Recently, my college took a major leap and decided to get rid of the paper to-go cups in our cafeteria. In the four years that I have been here, they have only tried to limit/ get rid of them once, and dining services received major backlash because of it. Students not only relied on these cups in the morning for their hot beverage of choice, but also to sustain their caffeine dependency throughout the day. Some would even smuggle food out using them.

Dining services initial attempt to get rid of the paper cups were futile, because students either did not have their own reusable mug to bring, or they just kept forgetting to carry it with them. The difference between the failure of the first attempt, and the success of this one, is that students were given the option of receiving a free reusable mug, given to them by the college. Now there was no reason to have paper cups in the dining hall because everyone had the opportunity to get a free mug.

So what's the big deal with paper cups?

You might say, "Paper cups are OK because they are easily recyclable. So what is the issue?"

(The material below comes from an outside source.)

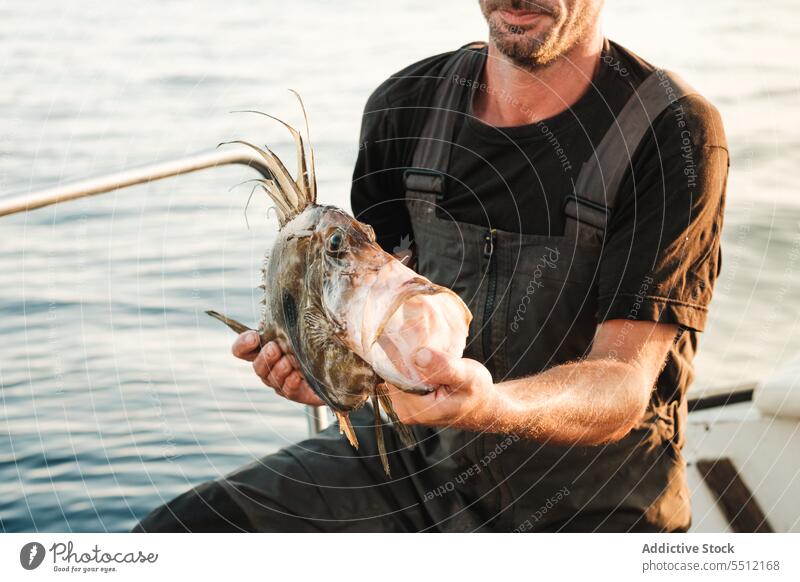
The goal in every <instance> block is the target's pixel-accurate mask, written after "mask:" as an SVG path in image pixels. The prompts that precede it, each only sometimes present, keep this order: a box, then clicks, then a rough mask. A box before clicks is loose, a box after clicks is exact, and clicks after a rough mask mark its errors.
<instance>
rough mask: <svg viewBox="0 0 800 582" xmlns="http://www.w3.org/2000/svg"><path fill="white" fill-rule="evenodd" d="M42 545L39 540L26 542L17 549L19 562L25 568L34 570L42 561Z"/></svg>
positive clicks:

Most paper cups are coated with polyethylene, a plastic derived from fossil fuels, and several other chemicals that can be harmful to the environment if they seep into the water supply. Also, the paper cup industry uses over 20 million trees annually to make cups and sleeves and it takes approximately 9,000 gallons of water to produce 10,000 cups.

Translate this to a college campus with about 1,300 students. The average student (such as myself) starts the day with one, maybe two cups of coffee. Then, they might need an afternoon pick-me-up. Suddenly it's dinner and *yawn* time for that third cup of coffee. One can quickly see how quickly paper waste builds up and how extremely cost ineffective paper cups are. According to our dining services, we were spending the equivalent of one student's tuition on paper cups per year alone!

By giving each student their own reusable and recyclable mug, the school has dramatically cut down on waste and will eventually be able to redirect the money previously spent on cups on other needed items. The school also incentivizes using reusable mugs by selling coffee at our cafe for a lower price when you bring your own mug.

There are several ways to reduce your waste, but one of the easiest ways to be more sustainable is to start using reusable cups and mugs. Reusable cups aren't only for coffee and tea. You can also cut back on plastic bottle waste by carrying your own personal water bottle.

What are some more ways that you integrate sustainable practices into your daily lives?